Glastonbury review: Dua Lipa knows how to party after all

Image via BBC

When her latest album Radical Optimism was miss-sold as a “tribute to UK rave culture”, many were left scratching their heads searching for the references. Turns out, she was saving the rave for Glasto.

When I first started making music, I dreamt about the day that I would get asked to headline Glastonbury.” So says Dua Lipa in a video posted to her Instagram on Wednesday, in which interviews from over the course of her career are cut together to repeat Glastonbury! Glastonbury! Glastonbury!” The point is, Dua really wanted this – like, more than anything else in the world. She wanted the lights, the crowd, the Pyramid Stage, in the slot that music legends such as David Bowie, Beyoncé and Jay‑Z played before her. She even claimed she wanted to headline the Friday night so that she can spend the rest of the weekend partying here. Let’s see if she makes it the NYC Downlow later.

Ever since the start of her career, Dua’s hits have been designed to make you dance: New Rules, Be The One, One Kiss, Don’t Start Now. Her headline Glasto set, then, should be a piece of cake.

Still, there was a stumble on Dua’s road to Glasto, that pesky third album Radical Optimism, which initially charted high but was met with lukewarm reviews. An anti-climatic drop in the ocean compared to the non-stop party of its predecessor Future Nostalgia, it made some Glasto goers nervous: could she really pull it off? Add to that a promo run that miss-sold the album as a psychedelic pop-infused tribute to UK rave culture”, and it made you wonder if Dua had even been to a proper rave in her life.

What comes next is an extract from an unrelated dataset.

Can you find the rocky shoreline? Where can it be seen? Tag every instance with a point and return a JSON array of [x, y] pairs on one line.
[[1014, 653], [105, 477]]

She might have just been referring to the souped-up versions of the songs. During Dua’s set on Friday, the 28-year-old reiterated many times that she writes music with the Pyramid Stage in mind, but the real highlights of her set were the segments that remixed the classics with a club-ready pulse. One Kiss was a little bouncier and bubblier; Pretty Please ended with the Midland Refix from Club Future Nostalgia; the intro to Physical sounded like it was about to break into happy hardcore; her Dance The Night vocals were mixed with breakbeats while she nipped off stage to get changed from a black leather bodysuit to tiger print hotpants. Hallucinate – a track Dua once described as her festival song – was, well, Hallucinate.


Even the new stuff sounded better on stage. As the crowd chanted Dua! Dua! Dua fucking Lipa!”, songs like Training Season, Falling Forever and Illusion felt supercharged, although they didn’t get the crowd dancing quite as much as the Future Nostalgia hits, but they did the job, mostly played true to the album versions.

Speaking of, Dua’s key collaborator on Radical Optimism, Tame Impala’s Kevin Parker, made an appearance midway through the set to perform his band’s massive hit The Less I Know the Better. Providing a chilled circuit breaker between the full-throttle energy of the set’s danciest tracks – and, perhaps, a bit of respite for Dua – the guest appearance was a classy call, one that provided extra cool points for Dua as Kevin casually strolled out in jeans and a T‑shirt.

I’ve dreamt of this my whole life,” said Dua as she looked out at the crowd. And it feels sooo good.” The hard work paid off, the manifestation worked, the moodboards, the choreography, the references were all diligently studied. Did she pull it off? Of course she did. She’s Dua fucking Lipa, pop legend in the making.